In Buffon's experiment, a needle of length L is dropped
onto a plane ruled by a series of parallel lines separated
by a distance D. This could be a plank floor, for example.
If the experiment is conducted repeatedly, and the position
of the needle is indeed random after each drop, we can
determine a probability of the needle touching or intersecting
a line. This probability P would be the number of intercepts,
NI, divided by the number of trials, NT.
To simulate this test in software, we need to randomly
assign a position on the 'floor' for each trial. This has
been done by specifying the perpendicular distance of the
midpoint of the needle, M, relative to a line, and an angle,
THETA, that represents the direction the needle is pointing.
The sample space for this model can be reduced or simplified by
noting that the distance between only two lines need be
considered, as all other lines are merely duplicates of this
situation. And, since the random position is symmetric, only
half the distance between two lines needs to be modelled.
Thus, if M represents the midpoint of a needle, and A
is the distance from M to the line, the angle THETA can be
used to calculate the vertical projection of the needle over
the line. This distance is (L/2)*sin(THETA). If this distance
is less than A, then the needle indeed crosses the line.
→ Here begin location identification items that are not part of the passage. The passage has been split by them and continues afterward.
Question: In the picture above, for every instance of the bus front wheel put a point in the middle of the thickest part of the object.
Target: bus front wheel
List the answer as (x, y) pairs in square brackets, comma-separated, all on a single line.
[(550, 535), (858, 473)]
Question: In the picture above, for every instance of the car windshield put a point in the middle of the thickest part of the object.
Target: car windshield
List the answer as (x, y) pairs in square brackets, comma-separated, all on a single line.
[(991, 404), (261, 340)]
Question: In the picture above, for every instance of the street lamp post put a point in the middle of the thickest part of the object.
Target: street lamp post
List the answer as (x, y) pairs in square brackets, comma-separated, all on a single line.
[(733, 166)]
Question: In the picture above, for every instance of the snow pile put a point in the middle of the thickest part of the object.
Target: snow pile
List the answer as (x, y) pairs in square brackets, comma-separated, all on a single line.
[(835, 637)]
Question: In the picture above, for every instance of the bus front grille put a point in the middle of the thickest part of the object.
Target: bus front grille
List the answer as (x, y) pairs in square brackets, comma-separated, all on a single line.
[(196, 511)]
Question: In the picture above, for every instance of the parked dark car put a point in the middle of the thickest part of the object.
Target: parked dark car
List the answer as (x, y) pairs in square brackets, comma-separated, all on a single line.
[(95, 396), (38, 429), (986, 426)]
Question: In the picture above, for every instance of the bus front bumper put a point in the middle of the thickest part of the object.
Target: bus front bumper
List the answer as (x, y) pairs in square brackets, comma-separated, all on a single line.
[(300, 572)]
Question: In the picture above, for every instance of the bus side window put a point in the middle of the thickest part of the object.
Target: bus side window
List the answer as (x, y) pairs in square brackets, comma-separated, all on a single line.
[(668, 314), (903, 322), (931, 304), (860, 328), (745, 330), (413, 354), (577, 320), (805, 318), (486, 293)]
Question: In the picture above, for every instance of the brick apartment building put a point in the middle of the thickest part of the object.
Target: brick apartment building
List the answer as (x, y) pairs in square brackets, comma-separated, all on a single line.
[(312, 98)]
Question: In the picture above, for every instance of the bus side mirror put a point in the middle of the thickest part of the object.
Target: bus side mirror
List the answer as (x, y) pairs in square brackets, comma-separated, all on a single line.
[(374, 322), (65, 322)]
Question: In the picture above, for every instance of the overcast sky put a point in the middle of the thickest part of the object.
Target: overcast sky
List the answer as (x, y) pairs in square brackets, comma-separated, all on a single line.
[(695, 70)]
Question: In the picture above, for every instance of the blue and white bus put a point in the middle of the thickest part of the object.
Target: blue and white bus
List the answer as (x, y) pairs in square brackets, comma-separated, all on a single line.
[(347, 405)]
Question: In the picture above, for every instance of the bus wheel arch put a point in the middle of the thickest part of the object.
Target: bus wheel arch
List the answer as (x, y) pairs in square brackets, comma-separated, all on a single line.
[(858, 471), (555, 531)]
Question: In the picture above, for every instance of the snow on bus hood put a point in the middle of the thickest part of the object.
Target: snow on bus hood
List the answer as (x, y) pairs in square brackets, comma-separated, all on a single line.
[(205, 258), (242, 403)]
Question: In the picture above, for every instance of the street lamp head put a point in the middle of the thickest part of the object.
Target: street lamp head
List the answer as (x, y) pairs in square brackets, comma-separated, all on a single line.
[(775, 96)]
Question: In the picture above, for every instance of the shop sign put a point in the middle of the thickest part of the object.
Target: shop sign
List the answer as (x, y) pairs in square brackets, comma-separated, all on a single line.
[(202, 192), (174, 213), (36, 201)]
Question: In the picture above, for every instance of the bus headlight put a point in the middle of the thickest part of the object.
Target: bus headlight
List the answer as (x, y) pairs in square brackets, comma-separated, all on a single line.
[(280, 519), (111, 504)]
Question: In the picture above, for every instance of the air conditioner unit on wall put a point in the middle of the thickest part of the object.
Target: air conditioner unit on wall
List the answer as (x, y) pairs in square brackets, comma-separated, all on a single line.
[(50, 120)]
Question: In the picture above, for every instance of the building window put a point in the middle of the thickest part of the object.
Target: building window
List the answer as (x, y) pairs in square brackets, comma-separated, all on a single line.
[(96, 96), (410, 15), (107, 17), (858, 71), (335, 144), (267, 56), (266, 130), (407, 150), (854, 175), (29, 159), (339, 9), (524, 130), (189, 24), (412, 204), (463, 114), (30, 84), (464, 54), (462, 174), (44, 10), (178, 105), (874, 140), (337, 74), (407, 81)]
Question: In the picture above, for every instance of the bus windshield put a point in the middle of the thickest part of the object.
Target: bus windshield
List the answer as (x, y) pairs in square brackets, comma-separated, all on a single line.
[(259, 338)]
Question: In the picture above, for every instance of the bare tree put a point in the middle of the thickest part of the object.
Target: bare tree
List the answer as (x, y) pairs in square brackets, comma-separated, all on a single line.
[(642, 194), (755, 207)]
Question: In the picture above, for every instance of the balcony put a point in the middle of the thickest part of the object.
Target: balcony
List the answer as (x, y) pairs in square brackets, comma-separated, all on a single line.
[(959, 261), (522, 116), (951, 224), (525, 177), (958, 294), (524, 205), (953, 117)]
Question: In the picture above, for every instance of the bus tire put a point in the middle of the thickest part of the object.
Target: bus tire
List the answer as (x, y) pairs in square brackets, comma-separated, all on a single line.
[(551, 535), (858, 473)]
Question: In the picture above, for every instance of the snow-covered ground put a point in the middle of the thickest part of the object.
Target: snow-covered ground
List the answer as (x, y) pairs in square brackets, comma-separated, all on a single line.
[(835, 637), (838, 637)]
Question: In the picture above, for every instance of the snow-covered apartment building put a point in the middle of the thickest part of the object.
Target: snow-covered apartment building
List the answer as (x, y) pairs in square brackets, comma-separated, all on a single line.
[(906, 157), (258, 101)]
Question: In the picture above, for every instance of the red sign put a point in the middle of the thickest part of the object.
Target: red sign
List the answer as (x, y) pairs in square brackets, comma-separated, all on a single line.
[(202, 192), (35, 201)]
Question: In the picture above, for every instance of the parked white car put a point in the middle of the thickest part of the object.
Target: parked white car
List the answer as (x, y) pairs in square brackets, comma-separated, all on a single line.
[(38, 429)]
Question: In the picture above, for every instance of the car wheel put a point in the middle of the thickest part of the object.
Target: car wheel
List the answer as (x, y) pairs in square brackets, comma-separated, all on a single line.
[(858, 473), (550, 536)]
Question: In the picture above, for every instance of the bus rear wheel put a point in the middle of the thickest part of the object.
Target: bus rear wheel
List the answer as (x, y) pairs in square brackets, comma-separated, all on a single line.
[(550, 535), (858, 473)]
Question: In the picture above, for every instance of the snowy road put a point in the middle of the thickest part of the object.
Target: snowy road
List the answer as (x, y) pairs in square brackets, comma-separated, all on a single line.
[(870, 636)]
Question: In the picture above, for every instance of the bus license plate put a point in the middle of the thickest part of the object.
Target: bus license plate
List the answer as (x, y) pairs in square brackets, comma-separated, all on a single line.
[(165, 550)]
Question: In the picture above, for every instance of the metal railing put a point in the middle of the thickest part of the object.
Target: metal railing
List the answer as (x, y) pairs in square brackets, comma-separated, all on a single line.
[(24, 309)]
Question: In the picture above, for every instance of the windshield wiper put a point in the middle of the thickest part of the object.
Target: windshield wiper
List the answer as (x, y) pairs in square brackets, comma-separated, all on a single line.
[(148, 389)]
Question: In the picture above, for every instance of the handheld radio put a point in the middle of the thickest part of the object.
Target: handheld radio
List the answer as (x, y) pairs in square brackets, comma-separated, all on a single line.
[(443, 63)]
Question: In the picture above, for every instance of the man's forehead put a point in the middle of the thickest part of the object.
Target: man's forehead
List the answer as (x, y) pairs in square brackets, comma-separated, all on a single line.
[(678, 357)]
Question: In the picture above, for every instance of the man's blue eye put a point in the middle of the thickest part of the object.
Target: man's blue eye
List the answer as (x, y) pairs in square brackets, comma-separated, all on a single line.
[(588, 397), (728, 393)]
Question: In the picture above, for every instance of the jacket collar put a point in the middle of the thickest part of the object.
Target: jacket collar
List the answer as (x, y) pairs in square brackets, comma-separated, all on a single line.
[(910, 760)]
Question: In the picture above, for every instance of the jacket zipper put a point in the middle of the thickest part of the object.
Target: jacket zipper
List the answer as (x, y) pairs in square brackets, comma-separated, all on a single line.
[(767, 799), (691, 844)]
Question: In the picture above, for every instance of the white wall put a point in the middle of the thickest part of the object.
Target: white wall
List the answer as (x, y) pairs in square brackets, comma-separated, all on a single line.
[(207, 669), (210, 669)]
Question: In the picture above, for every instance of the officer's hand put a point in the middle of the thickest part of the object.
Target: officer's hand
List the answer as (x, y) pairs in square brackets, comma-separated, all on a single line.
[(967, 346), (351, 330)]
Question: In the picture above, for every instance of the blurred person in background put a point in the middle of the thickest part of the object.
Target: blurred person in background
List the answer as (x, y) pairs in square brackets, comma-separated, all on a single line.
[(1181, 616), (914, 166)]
In the software model, position A is chosen randomly from
0 < A < (D/2), in one-half a plank space. THETA is chosen
randomly from 0 < THETA < Pi, a half circle, because the
remainder of the circle is a duplicate situation (needle is
merely reversed). The vertical projection is calculated, and
if this distance is less than A, NI is incremented. After
NT trials, the probability P is NI/NT.
So how does this experiment come up with an approximation
for Pi?? It can be shown [but not here 😉 ], that the
theoretical solution to the needle problem is:
P = (2*L)/(Pi*D)
In the simulation we determine P, and L and D are specified,
thus we can calculate a value for Pi as:
Pi = (2*L)/(P*D)
Using a relatively large number of trials, say 10,000, and
relying on the somewhat suspect randomness of the 'random()'
statement in code, approximations for Pi withing 1% are common.